なお、「再発しやすい」というのはフレイルを合併しためまいに限らず、めまい症状全体にいえることです。先ほど紹介した、耳石がはがれることで生じる良性発作性頭位めまい症の場合、1年間の再発率が15%という論文7)もあります。当院の調査でも、フレイルを合併しためまい患者は半年では治りきらず、1年間は必要な治療(運動と栄養)が必要である結果を得ています。
フレイルを合併しためまいの治療とリハビリ
――治りにくく、再発しやすいめまいは、どのように治療していけばよいのでしょうか。
新井:めまいの治療は、薬による治療と、それ以外とに大きく分けられます。まずは薬以外の治療についてお話しします。

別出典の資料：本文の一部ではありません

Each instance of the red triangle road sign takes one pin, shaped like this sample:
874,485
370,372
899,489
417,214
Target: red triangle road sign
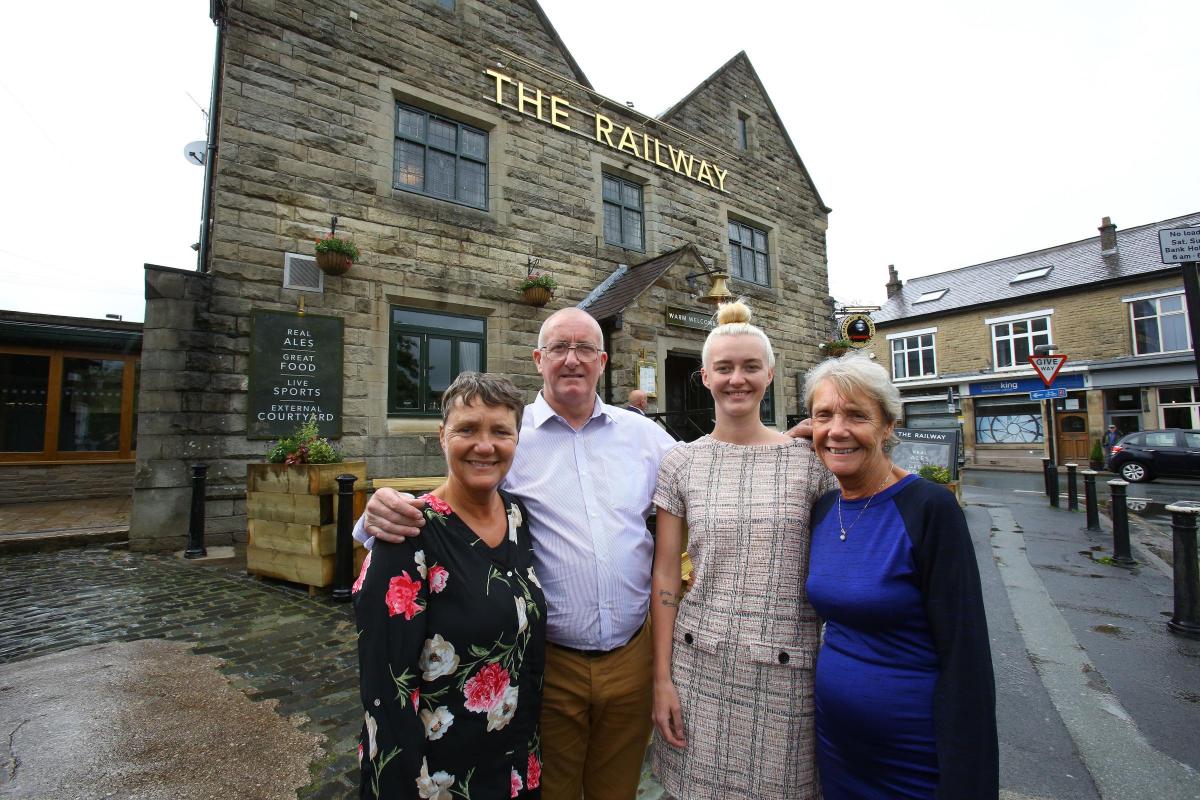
1048,366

薬以外の治療で代表的なものは、めまいのリハビリです。慢性めまい対策のリハビリは、アメリカでは標準治療として取り入れられており、日本でも耳鼻咽喉科の専門医の講習として行われるなど、一般的になっています。
――リハビリを行うことで、どんな効果が得られるのでしょう。
新井:主に小脳という、運動機能の中枢となる部位を鍛えることができ、めまいによる平衡機能の左右差改善だけでなく、体の動作全体の機能向上が期待できます。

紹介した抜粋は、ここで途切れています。